Kreutzfeldt digital, Hamburg

Eines Tages werde ich ein unerhört verdorbenes und niedergedrücktes Land entdecken, wo die Kinder an Milchmangel zugrunde gehen, ein unglückliches, wenn auch unaufgeklärtes Land, und ich werde ausrufen: ›Hier bleibe ich, bis ich diesen Ort zu einem guten gemacht habe.‹

Malcolm Lowry

In der ersten Phase meines Lebens

wollte ich nur wach werden,

in der zweiten nur einschlafen.

Wird es eine dritte geben?

»Geh jetzt«, sagte Sandra, ließ aber die Tür offen.

Ein Anfall von Paranoia machte mich misstrauisch.
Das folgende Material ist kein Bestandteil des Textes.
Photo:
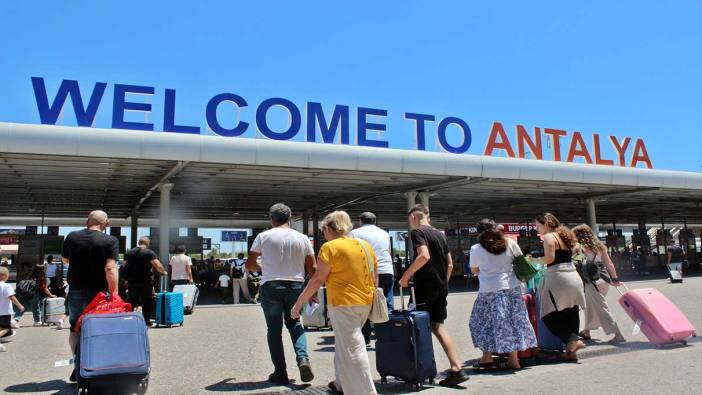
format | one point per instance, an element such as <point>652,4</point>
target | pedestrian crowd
<point>351,264</point>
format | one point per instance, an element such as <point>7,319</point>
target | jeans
<point>277,300</point>
<point>386,282</point>
<point>77,302</point>
<point>32,304</point>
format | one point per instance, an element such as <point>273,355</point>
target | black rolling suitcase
<point>403,347</point>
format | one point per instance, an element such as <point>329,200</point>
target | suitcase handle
<point>620,291</point>
<point>402,298</point>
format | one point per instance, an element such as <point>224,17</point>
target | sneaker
<point>306,374</point>
<point>279,378</point>
<point>454,378</point>
<point>7,336</point>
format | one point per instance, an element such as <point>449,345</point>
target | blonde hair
<point>338,221</point>
<point>587,238</point>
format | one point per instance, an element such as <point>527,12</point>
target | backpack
<point>27,287</point>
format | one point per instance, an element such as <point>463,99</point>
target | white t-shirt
<point>380,241</point>
<point>224,281</point>
<point>51,270</point>
<point>178,265</point>
<point>283,252</point>
<point>496,272</point>
<point>5,292</point>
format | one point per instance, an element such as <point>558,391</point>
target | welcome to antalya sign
<point>333,127</point>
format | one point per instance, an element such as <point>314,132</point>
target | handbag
<point>523,269</point>
<point>379,305</point>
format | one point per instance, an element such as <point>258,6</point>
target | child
<point>223,285</point>
<point>7,299</point>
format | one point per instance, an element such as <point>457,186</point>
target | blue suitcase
<point>404,349</point>
<point>169,309</point>
<point>113,350</point>
<point>547,341</point>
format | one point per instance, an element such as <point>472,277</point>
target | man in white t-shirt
<point>285,254</point>
<point>380,241</point>
<point>181,268</point>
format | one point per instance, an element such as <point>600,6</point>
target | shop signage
<point>334,126</point>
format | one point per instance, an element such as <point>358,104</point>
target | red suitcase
<point>659,319</point>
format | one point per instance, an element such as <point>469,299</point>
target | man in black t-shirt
<point>139,262</point>
<point>676,256</point>
<point>431,270</point>
<point>91,257</point>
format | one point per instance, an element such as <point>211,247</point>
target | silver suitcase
<point>53,310</point>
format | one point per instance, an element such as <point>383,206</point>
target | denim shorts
<point>77,301</point>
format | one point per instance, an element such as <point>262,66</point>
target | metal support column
<point>424,199</point>
<point>135,229</point>
<point>591,215</point>
<point>164,229</point>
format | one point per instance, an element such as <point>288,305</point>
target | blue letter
<point>49,114</point>
<point>211,114</point>
<point>262,123</point>
<point>466,135</point>
<point>364,126</point>
<point>419,120</point>
<point>315,112</point>
<point>169,116</point>
<point>119,106</point>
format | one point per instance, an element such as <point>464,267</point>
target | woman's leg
<point>352,368</point>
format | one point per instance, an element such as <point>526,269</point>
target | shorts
<point>434,301</point>
<point>77,301</point>
<point>5,322</point>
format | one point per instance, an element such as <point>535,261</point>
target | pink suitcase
<point>659,319</point>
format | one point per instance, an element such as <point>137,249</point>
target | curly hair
<point>587,238</point>
<point>490,238</point>
<point>551,221</point>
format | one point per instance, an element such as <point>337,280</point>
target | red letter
<point>535,148</point>
<point>621,149</point>
<point>498,130</point>
<point>598,154</point>
<point>557,134</point>
<point>640,155</point>
<point>578,148</point>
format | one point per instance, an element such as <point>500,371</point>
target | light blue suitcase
<point>113,351</point>
<point>169,309</point>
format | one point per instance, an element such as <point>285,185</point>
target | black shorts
<point>5,322</point>
<point>434,301</point>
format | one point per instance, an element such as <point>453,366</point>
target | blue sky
<point>624,68</point>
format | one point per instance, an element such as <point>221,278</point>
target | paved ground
<point>222,349</point>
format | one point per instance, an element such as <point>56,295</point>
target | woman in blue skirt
<point>499,322</point>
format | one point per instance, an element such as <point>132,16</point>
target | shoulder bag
<point>379,305</point>
<point>524,270</point>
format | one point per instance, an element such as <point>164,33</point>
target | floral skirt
<point>500,323</point>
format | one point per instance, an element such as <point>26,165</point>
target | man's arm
<point>421,260</point>
<point>156,264</point>
<point>251,264</point>
<point>310,265</point>
<point>112,276</point>
<point>449,269</point>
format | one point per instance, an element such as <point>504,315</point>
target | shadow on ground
<point>230,385</point>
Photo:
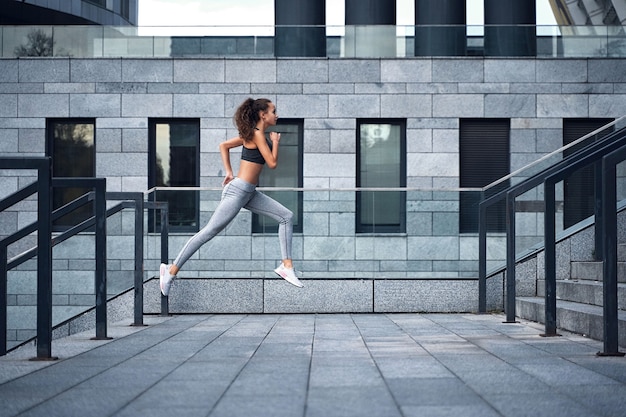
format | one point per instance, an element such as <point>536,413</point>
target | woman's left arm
<point>270,155</point>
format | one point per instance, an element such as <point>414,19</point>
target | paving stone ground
<point>317,365</point>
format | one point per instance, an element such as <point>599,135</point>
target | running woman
<point>252,118</point>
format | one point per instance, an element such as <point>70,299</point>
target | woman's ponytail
<point>247,116</point>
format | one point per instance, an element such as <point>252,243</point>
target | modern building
<point>387,147</point>
<point>69,12</point>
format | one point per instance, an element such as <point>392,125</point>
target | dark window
<point>174,158</point>
<point>71,144</point>
<point>484,158</point>
<point>381,163</point>
<point>578,188</point>
<point>288,174</point>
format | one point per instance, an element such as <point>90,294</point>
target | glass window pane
<point>176,160</point>
<point>381,165</point>
<point>71,145</point>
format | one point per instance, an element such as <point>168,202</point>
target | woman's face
<point>270,117</point>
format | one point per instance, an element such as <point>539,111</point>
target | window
<point>578,188</point>
<point>174,158</point>
<point>381,163</point>
<point>71,144</point>
<point>288,174</point>
<point>484,158</point>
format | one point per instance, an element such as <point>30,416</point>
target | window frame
<point>361,228</point>
<point>468,204</point>
<point>73,218</point>
<point>153,220</point>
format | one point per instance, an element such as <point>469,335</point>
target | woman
<point>251,118</point>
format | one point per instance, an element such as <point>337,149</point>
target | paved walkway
<point>317,365</point>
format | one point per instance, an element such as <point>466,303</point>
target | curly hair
<point>247,116</point>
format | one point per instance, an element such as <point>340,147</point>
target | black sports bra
<point>254,155</point>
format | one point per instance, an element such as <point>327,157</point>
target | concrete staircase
<point>580,299</point>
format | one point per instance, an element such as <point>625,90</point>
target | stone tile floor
<point>317,365</point>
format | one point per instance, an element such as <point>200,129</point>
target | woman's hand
<point>275,137</point>
<point>228,178</point>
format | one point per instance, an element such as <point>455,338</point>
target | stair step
<point>593,271</point>
<point>586,292</point>
<point>585,319</point>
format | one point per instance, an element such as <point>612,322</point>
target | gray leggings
<point>236,195</point>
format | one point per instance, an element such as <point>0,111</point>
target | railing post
<point>3,299</point>
<point>510,258</point>
<point>609,265</point>
<point>482,258</point>
<point>598,212</point>
<point>44,261</point>
<point>550,261</point>
<point>101,259</point>
<point>165,306</point>
<point>138,261</point>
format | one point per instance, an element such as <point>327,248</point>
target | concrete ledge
<point>579,318</point>
<point>260,295</point>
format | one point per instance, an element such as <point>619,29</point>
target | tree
<point>39,43</point>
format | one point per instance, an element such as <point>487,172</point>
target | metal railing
<point>373,41</point>
<point>547,172</point>
<point>45,241</point>
<point>43,188</point>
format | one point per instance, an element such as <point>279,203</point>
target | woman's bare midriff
<point>249,172</point>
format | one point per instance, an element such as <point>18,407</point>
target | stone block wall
<point>432,94</point>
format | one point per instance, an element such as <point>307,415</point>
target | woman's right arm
<point>225,148</point>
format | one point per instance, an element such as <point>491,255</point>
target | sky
<point>257,16</point>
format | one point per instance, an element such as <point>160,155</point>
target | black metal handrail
<point>591,154</point>
<point>42,187</point>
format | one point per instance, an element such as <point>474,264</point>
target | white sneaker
<point>165,279</point>
<point>289,275</point>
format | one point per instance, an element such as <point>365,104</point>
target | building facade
<point>384,163</point>
<point>69,12</point>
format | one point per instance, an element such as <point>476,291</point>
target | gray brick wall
<point>329,94</point>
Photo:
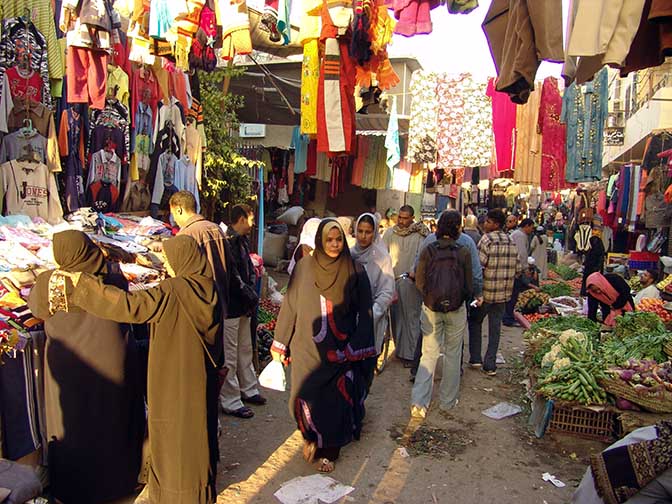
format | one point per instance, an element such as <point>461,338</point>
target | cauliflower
<point>551,356</point>
<point>565,336</point>
<point>561,364</point>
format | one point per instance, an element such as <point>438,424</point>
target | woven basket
<point>658,401</point>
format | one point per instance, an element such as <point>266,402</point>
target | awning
<point>261,42</point>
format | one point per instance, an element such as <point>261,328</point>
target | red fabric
<point>503,125</point>
<point>347,79</point>
<point>311,159</point>
<point>20,86</point>
<point>87,76</point>
<point>608,296</point>
<point>144,88</point>
<point>553,137</point>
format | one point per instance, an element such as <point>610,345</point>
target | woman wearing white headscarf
<point>374,257</point>
<point>306,243</point>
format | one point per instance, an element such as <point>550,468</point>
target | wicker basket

Doch die Erregung war stärker als die Vorsicht.

Ich stieß die Tür auf.

Ihre Räume wirkten doppelt so groß wie meine. Ich ging durch eine Art Salon, folgte dem Fernsehgeräusch im Schlafzimmer. Stöhnen war zu hören. Empfing Sandra einen Pornokanal?

Das letzte Abendlicht streifte die Wände mit violettem Glanz. Ich blickte zum Bildschirm. Sandra hatte eine Sendung über plastische Chirurgie eingestellt. Ich suchte nach der Fernbedienung.

»Nicht ausschalten!«, rief sie aus dem Bad.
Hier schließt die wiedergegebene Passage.